Sunday, February 21, 2016

Musings On "The Maltese Falcon" 3

Leading up to a 75th anniversary theatrical viewing of The Maltese Falcon, I've been re-watching Huston's classic adaption and re-reading Hammett's novel. It remains a favorite, though I see through different eyes now that I'm about the age of Spade's ill-fated partner, Miles Archer, than I did when I read and watched it repeatedly as a bookish pre-teen who had just discovered film noir and the novels of Hammett and Chandler.


What's in a name? It's possible I've read too much into "La Paloma" as the name of Jacobi's ship already, so might as well speculate on the name Jacobi itself.

It strikes me as an apt name to use for a minor character in a detective novel. I can only speculate as to how Hammett landed on it, but I'd like to think it's a nod to the German mathematician Carl Gustav Jacob Jacobi
"It was in algebraic development that Jacobi’s peculiar power mainly lay, and he made important contributions of this kind to many areas of mathematics, as shown by his long list of papers in Crelle’s Journal and elsewhere from 1826 onwards. One of his maxims was: 'Invert, always invert' ('man muss immer umkehren'), expressing his belief that the solution of many hard problems can be clarified by re-expressing them in inverse form."
Detectives, after all, face hard problems, so how to think about solving problems would be a matter of some importance to them. The clues don't add up? Try reasoning by subtraction. Invert the problem and see if expressing it in different terms leads to insight.

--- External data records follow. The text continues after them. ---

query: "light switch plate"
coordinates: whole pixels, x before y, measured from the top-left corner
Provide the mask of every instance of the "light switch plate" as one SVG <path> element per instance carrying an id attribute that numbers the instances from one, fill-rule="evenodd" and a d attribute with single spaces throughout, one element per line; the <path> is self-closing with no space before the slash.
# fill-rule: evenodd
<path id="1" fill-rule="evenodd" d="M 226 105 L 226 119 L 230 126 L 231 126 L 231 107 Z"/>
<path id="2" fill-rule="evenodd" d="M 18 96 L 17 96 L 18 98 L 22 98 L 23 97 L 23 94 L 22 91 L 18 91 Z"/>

To figure out who killed Archer, he's got to look at the problem outside the narrative O'Shaughnessy has fed him. He's got to see how it doesn't add up. O'Shaughnessy must be lying when she says she couldn't trust Thursby. Spade learns that Thursby's loyalty to her was unshakable. Miles may have been a fool, but he was too experienced a detective to be gunned down by a man he was tailing without getting his hands out of his pockets. "The man who shot him stood here," Archer says when re-enacting the shooting with Tom Polhaus. That a man did it is an assumption based on facts not in evidence. Spade's got to recognize the lazy thinking and subtract anything that followed from the false premise. He figures out while he and O'Shaughnessy await the inevitable arrival of the police after Gutman's gang have left his apartment to skip town. Jacobi, the mathematician, would have been proud. (Jacobi, the bullet-ridden ship's captain, would have liked to have know the sort of woman O'Shaughnessy was before falling in with her.)